[LAD] [ANNOUNCE] Safe real-time on the desktop by default; Desktop/audio RT developers, read this!

Lennart Poettering mzynq at 0pointer.de
Mon Jun 22 15:49:55 UTC 2009


On Mon, 22.06.09 16:34, Adam Sampson (ats at offog.org) wrote:

> > There is not compile time dependency on rtkit and no runtime
> > dependency either.
> 
> Yes, there is a runtime dependency on RealtimeKit -- else there would be
> no point in having it in the first place! If I'm building an operating
> system package for an application that wants realtime priority, then my
> package has to have an explicit dependency on RealtimeKit as well as
> D-Bus.

No.

rtkit is just an option. If distros install it, then you can use
it. If they don't then don't. The reference client code will magically
start to work if rtkit is around. If it isn't then there's still
RLIMIT_RTPRIO.

Really, there is no dependency.

> > Also, the client reference implementation is tiny. it just wraps two
> > method calls. Trivial stuff.
> 
> It's neither trivial nor tiny -- rtkit.c is a bit over a hundred
> non-comment/blank lines of code. The entirety of thread.c in libjack
> (which handles getting realtime priority on a variety of operating
> systems, among other things) is less than two hundred. This should be in
> a library, *not* copied-and-pasted into multiple places; that's a
> maintenance nightmare waiting to happen.
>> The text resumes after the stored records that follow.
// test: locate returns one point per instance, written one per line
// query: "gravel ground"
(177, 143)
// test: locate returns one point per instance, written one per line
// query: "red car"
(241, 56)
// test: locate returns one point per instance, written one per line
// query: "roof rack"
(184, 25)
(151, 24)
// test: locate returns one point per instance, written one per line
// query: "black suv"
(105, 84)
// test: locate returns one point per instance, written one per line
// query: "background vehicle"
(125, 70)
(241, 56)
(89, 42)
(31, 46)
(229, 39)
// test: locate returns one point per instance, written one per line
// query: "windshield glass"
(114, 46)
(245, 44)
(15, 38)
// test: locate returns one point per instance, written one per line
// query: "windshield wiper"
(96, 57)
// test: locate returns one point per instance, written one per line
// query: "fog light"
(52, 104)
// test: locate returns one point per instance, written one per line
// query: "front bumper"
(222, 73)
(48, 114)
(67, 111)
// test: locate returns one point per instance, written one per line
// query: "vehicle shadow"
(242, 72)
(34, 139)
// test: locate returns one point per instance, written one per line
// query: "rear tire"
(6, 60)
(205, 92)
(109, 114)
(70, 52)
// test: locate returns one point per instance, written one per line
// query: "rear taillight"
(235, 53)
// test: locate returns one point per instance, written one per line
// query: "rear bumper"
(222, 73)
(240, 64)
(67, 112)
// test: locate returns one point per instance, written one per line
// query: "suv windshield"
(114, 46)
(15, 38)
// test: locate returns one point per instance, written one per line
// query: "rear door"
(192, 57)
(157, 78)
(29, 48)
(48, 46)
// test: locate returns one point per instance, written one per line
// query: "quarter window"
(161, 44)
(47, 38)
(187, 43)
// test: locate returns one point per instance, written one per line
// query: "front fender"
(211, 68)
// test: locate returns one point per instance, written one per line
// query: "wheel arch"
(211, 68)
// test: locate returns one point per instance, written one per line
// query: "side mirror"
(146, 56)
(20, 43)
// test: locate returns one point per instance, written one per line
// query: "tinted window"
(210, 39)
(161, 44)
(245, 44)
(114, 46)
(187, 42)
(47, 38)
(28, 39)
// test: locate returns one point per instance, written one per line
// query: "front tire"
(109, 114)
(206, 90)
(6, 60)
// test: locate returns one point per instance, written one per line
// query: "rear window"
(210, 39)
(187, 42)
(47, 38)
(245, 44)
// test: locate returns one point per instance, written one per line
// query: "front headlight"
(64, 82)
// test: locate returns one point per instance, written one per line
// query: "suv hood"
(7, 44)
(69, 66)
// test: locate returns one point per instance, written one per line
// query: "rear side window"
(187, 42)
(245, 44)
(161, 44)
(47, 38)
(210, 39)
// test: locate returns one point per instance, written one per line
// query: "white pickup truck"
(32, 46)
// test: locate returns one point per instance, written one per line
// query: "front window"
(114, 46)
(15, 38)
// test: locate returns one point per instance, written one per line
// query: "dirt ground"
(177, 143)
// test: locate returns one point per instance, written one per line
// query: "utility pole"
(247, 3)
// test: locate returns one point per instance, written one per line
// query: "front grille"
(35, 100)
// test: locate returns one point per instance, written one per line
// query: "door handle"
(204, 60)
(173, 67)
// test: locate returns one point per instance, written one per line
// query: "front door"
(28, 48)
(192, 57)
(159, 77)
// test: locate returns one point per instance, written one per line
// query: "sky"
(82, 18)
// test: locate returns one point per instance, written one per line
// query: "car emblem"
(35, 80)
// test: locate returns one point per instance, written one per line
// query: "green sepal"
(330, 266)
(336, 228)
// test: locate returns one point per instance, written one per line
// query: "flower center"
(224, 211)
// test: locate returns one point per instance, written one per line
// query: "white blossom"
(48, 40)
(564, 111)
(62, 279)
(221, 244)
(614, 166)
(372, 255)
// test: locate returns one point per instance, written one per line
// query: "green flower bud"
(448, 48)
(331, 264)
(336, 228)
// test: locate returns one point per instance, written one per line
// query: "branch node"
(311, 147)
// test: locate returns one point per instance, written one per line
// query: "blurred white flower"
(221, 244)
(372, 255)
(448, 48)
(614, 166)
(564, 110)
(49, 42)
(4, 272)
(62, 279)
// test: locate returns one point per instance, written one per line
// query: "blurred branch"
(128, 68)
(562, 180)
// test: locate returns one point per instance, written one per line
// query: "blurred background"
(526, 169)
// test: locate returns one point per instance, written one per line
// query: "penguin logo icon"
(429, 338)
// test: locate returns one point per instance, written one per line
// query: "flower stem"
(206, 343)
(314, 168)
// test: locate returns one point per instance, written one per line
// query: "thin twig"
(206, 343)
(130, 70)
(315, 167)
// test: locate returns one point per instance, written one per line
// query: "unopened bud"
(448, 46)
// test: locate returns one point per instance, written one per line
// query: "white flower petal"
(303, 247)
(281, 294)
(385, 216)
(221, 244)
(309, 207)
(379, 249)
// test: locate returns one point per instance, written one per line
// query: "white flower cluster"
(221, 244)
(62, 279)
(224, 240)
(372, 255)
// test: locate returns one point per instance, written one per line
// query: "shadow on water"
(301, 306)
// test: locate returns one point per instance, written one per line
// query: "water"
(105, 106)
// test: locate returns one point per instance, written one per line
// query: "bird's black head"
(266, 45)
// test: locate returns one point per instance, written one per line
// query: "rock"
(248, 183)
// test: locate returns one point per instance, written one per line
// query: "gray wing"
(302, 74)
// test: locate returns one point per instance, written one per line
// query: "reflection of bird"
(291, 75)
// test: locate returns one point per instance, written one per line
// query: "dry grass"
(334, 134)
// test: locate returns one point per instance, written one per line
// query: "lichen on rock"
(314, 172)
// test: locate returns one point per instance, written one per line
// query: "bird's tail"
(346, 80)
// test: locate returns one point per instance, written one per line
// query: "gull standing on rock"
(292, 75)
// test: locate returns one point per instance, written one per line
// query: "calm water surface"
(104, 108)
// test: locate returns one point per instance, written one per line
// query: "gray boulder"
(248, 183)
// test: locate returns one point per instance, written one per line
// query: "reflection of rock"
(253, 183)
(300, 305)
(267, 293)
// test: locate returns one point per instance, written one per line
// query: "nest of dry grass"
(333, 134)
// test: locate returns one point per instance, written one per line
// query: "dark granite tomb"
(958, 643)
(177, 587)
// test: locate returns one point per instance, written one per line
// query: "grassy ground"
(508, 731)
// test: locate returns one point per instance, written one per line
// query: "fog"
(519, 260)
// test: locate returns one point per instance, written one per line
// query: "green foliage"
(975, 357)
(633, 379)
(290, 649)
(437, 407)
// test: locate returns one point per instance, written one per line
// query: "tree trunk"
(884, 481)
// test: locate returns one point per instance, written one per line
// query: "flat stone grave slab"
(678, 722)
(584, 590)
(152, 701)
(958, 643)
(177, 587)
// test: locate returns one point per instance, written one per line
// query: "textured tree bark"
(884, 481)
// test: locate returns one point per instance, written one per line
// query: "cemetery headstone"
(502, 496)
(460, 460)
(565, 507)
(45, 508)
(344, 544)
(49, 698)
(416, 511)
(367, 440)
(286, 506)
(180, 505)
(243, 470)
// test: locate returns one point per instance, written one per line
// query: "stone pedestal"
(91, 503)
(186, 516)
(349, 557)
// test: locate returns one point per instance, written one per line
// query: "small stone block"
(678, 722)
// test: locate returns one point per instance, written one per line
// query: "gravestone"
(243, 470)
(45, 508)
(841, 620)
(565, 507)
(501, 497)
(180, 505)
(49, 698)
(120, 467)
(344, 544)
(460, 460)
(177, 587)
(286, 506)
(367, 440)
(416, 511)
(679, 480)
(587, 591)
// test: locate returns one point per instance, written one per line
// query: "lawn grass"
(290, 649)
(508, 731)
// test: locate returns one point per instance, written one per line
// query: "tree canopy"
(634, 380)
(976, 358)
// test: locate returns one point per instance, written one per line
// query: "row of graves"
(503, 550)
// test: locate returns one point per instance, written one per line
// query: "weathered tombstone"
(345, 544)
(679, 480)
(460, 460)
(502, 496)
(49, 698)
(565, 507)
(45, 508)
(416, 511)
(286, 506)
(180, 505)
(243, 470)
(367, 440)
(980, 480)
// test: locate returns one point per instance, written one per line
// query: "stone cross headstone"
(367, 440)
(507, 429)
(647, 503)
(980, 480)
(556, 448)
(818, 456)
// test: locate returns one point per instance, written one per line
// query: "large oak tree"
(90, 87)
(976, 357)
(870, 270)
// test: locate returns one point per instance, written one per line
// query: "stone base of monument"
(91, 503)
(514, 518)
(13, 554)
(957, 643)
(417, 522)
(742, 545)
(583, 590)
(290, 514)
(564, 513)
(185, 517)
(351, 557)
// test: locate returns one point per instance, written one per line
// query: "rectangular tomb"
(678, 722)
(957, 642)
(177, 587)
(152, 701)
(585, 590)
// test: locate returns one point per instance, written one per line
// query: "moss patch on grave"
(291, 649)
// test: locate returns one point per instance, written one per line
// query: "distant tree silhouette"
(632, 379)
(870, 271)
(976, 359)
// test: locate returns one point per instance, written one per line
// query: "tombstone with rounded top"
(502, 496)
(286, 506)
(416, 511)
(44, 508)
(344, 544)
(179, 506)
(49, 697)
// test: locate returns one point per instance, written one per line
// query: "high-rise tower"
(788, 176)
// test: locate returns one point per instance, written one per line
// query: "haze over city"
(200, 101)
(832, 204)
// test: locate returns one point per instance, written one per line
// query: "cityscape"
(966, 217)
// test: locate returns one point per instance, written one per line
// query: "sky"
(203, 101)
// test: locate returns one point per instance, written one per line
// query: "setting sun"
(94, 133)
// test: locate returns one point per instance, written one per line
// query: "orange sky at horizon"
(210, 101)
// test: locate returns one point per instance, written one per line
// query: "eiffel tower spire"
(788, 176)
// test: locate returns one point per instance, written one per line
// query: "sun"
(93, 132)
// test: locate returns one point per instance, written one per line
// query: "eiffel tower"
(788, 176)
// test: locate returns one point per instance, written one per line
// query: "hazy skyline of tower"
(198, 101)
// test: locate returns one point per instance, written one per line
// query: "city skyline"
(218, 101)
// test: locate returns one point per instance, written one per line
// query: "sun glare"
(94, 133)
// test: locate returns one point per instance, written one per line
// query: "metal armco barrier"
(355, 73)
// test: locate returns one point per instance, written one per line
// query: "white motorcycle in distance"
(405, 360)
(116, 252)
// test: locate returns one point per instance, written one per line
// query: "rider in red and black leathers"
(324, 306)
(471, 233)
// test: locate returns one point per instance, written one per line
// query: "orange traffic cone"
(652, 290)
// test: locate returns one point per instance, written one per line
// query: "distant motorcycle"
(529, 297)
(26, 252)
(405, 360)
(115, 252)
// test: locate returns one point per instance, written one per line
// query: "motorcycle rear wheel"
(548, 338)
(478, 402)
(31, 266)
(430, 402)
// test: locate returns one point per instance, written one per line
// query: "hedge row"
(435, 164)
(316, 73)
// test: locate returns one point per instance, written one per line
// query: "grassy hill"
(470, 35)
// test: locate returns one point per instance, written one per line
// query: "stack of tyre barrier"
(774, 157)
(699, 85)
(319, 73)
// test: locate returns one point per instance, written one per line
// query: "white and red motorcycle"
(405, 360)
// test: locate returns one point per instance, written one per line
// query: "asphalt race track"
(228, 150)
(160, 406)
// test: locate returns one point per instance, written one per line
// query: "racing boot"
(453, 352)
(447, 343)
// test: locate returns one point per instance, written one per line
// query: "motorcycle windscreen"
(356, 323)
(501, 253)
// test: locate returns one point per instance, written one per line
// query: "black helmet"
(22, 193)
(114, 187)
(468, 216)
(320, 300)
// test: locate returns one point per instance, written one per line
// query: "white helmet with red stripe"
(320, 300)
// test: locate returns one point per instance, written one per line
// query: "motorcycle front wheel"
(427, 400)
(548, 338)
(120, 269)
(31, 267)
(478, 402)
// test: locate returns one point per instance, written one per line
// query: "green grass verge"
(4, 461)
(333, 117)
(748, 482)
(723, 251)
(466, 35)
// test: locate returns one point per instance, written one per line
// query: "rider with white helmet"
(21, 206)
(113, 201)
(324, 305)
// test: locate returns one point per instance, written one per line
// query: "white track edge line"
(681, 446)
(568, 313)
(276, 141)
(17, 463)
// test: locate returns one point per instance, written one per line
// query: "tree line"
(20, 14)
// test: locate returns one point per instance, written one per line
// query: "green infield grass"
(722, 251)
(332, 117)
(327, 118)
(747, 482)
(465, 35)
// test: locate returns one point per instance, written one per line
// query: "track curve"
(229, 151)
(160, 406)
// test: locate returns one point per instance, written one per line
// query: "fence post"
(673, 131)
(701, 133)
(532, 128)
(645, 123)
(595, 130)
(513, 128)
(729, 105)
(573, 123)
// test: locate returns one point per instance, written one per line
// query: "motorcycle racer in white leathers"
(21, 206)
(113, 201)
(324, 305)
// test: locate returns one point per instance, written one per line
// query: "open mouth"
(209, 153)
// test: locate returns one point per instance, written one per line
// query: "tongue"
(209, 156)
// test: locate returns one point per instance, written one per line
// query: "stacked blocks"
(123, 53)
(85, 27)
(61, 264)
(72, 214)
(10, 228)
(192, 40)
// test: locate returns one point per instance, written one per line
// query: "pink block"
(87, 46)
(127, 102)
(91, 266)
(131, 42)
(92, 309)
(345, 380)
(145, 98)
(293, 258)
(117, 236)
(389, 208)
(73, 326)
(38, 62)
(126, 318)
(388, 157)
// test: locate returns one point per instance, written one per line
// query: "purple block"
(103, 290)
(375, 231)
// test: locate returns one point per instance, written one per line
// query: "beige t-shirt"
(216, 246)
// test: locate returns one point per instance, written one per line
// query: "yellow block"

The reference implementation is relatively verbose, because it is
... a reference implementation. You can implement the real-time method
invocation in one call to dbus_message_new_method_call() followed by
dbus_message_append_args(), followed by
dbus_connection_send_with_reply_and_block(). Done.

> I should be clearer here that I think the RealtimeKit approach is
> actually pretty sensible on Linux, and I don't have any objections to
> using D-Bus. I just think it's important to recognise that this approach
> is not appropriate for all platforms, and providing a more conventional
> library interface would be more convenient for programmers, more
> portable, and generally better software engineering practice.

I guess we have to agree to disagree here then.

Lennart

-- 
Lennart Poettering                        Red Hat, Inc.